Friday, September 26, 2014

Weight Down & Surgery (Tube explained)

Pre-Op Appt:


 I had my consultation with Doc C. (my surgeon). Yep, Doc B ( my CF Doc) and I were right. I need surgery. Oh, boy! (sarcastic voice) But, it could be worse. I could still need a G-tube. Let's catch ya up if you are new or don't know the details.  Here is the 3 link journey through my life with a stomach tube!

First: Why I got it and I how I feel about it: "Tu-be or not Tu-be"
Secondly, The day I got it out: "Amazing, Terrifying,& Disbelieving News"
Lastly, my problems now that it is out: "Healing & Fighting"

You may be a frequent reader and have read them, but just incase the links will fill you in!

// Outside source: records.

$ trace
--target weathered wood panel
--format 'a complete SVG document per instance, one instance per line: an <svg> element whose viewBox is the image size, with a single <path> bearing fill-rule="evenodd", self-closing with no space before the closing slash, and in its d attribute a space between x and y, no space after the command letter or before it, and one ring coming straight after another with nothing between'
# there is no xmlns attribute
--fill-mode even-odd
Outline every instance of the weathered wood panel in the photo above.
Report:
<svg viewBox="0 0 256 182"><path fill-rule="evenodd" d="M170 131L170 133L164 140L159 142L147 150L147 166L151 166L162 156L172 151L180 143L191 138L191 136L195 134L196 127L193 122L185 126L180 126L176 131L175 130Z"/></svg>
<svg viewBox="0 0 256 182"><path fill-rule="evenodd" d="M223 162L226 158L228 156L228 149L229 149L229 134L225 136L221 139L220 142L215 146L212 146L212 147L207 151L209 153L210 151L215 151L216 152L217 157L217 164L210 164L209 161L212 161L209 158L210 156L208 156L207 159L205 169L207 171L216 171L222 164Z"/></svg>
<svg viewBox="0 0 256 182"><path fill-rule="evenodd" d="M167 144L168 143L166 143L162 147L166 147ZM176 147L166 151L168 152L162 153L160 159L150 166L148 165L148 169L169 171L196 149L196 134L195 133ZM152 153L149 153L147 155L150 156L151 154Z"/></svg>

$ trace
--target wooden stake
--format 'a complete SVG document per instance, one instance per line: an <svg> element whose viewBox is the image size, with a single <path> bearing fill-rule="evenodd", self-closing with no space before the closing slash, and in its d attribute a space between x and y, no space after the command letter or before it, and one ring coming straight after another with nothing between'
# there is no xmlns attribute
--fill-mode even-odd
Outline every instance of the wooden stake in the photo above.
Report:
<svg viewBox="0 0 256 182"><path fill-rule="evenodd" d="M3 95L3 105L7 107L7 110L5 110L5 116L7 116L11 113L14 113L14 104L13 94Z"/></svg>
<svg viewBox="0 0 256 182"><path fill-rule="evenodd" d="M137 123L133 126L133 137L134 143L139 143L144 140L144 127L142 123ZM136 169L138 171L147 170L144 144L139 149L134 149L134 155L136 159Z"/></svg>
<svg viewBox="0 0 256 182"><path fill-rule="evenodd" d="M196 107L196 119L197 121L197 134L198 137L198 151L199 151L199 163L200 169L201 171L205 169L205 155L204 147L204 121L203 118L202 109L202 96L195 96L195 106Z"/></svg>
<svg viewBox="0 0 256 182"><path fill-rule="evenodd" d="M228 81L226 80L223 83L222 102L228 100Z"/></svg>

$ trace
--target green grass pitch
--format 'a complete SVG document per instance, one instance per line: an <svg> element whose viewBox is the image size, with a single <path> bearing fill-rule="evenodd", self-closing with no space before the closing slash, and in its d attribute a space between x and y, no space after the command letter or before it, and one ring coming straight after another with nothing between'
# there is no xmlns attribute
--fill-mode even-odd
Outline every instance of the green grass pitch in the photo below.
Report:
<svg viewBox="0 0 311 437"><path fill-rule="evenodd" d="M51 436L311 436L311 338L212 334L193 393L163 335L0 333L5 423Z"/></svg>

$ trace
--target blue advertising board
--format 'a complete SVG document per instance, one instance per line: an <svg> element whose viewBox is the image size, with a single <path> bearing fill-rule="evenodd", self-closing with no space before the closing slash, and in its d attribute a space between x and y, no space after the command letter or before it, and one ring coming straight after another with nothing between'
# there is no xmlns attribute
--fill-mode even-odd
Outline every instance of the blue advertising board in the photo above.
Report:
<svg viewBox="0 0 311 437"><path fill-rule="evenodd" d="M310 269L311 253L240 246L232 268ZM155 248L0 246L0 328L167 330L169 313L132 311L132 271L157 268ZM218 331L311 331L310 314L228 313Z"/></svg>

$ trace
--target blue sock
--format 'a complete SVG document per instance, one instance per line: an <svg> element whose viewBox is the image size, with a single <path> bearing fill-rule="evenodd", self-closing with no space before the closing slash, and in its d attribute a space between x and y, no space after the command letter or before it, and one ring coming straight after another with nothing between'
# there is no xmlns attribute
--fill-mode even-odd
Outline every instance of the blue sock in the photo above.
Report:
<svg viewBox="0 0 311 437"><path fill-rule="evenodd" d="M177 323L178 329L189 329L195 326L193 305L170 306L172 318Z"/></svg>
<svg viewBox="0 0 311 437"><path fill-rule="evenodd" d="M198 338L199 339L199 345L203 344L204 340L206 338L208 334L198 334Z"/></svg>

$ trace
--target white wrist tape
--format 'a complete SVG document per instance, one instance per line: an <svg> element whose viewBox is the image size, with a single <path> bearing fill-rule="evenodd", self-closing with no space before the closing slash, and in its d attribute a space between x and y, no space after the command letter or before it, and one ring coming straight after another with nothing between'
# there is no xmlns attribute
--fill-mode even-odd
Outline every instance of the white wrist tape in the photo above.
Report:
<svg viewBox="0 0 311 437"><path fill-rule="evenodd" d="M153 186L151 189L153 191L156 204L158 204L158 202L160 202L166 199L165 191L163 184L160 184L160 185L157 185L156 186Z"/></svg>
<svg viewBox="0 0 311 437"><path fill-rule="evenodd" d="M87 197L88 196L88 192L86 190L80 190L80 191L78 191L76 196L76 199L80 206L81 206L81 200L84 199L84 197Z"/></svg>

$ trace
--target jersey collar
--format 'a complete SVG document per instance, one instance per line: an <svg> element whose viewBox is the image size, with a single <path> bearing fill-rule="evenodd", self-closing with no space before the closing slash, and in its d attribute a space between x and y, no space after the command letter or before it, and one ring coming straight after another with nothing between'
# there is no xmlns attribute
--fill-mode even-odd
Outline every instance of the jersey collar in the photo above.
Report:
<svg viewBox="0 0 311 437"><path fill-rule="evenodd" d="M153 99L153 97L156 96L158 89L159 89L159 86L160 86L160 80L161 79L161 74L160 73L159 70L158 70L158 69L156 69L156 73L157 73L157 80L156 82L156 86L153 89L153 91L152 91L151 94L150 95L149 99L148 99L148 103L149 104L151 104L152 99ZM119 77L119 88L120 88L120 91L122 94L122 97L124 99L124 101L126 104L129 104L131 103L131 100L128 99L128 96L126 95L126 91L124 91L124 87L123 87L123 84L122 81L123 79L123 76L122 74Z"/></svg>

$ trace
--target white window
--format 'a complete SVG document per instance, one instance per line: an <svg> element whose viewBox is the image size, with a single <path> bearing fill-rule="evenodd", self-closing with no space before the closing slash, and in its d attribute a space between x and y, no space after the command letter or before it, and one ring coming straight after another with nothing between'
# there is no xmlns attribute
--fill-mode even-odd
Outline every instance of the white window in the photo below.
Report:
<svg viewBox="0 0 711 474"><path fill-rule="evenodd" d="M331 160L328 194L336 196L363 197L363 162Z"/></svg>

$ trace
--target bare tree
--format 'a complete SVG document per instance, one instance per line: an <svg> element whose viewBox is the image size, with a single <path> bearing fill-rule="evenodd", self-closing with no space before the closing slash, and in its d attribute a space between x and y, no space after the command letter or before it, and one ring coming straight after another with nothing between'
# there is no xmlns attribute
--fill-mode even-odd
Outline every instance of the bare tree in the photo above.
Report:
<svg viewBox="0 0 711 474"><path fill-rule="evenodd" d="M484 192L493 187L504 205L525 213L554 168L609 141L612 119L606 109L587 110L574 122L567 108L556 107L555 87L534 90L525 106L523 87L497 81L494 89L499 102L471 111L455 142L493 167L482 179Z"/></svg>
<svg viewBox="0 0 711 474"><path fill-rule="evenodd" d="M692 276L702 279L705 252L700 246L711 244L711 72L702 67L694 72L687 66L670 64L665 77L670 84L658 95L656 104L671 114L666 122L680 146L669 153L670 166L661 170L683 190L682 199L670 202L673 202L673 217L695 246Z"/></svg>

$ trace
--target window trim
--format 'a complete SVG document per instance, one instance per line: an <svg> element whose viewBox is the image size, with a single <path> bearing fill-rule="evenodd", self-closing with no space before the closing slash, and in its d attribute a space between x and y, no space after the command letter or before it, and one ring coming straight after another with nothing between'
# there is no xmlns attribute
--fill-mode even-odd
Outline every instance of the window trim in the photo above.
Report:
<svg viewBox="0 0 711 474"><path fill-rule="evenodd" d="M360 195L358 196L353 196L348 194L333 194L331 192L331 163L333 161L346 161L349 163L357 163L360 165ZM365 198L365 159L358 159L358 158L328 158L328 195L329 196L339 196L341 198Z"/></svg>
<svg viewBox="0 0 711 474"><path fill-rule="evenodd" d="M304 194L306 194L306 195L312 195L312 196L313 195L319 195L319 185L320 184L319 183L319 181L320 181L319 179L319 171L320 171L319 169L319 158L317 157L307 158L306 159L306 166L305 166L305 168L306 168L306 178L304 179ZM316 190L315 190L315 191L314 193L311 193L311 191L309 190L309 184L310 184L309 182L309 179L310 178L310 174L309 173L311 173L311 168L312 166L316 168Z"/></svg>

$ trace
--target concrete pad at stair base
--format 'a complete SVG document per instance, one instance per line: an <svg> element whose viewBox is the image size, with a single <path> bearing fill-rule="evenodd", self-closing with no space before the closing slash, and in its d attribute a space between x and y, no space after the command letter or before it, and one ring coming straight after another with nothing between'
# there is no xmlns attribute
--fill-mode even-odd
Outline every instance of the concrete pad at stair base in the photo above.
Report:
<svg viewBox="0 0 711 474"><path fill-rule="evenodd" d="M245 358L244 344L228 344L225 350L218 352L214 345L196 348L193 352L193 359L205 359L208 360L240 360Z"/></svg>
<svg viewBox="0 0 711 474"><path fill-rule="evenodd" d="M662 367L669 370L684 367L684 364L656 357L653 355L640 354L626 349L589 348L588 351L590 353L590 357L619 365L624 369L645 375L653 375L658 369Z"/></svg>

Okay, so what's the problem? Why do I have to have the surgery. Well, #1 I've lost lots of weight since it came out.  I'm a 100.0 lbs (almost below triple digits). I worked soo hard in college to get into the 100s, I think I will cry if I drop to the 90s. I'm bummed I lost the weight. And no, it is not because I need the tube still. I didn't use the G-tube for a full 9 months and maintained 106-108 lbs easily for the last year. However, now that it is out I can't really eat. I have to be careful because the hole won't close and it leaks. If I'm going anywhere I don't want to eat before for fear it will leak. I don't mean a drippy roof, I mean if you had a tree fall through your roof and you had a big hole in it!!!!

If you are thinking about a G-tube please don't let this experience to deter you. It was still worth it and I still believe it saved my life for the 15 years I had it. AND you won't have the same experience with it healing probably. I had mine placed in 1997, which was before the Peg/ Blow-Up Balloon Tube. I had to have an acutal long tube attached and we coiled it around on my stomach skin and taped it up. A few months later I got changed to a button (but not the Peg/Mic-key) but a Bard. It was a hard plastic one where the ball end didn't deflate. They don't tend to use those anymore. AND Doc C (my surgeon) said now they can place them laporscopically, so none of these issues arise. So he has to fix the mess. My surgery in Oct 14th, so ready to get this over with, but sad I will miss a week's worth of Real Estate Classes.

The Surgery & how he is gonna fix me :-) I think my cartoon helps!

Left: me with the tube. Middle: Me now that the tube is out. See how the actual stomach organ is attached and fused into my abdomen wall. So Doc C has to go in, unattach (carefully rip it off basically) it and put my stomach back where it belongs, then stitch up the stomach organ and my abdomen/stomach skin. It will be a 2 inch vetical scar right over where the hole/tube was.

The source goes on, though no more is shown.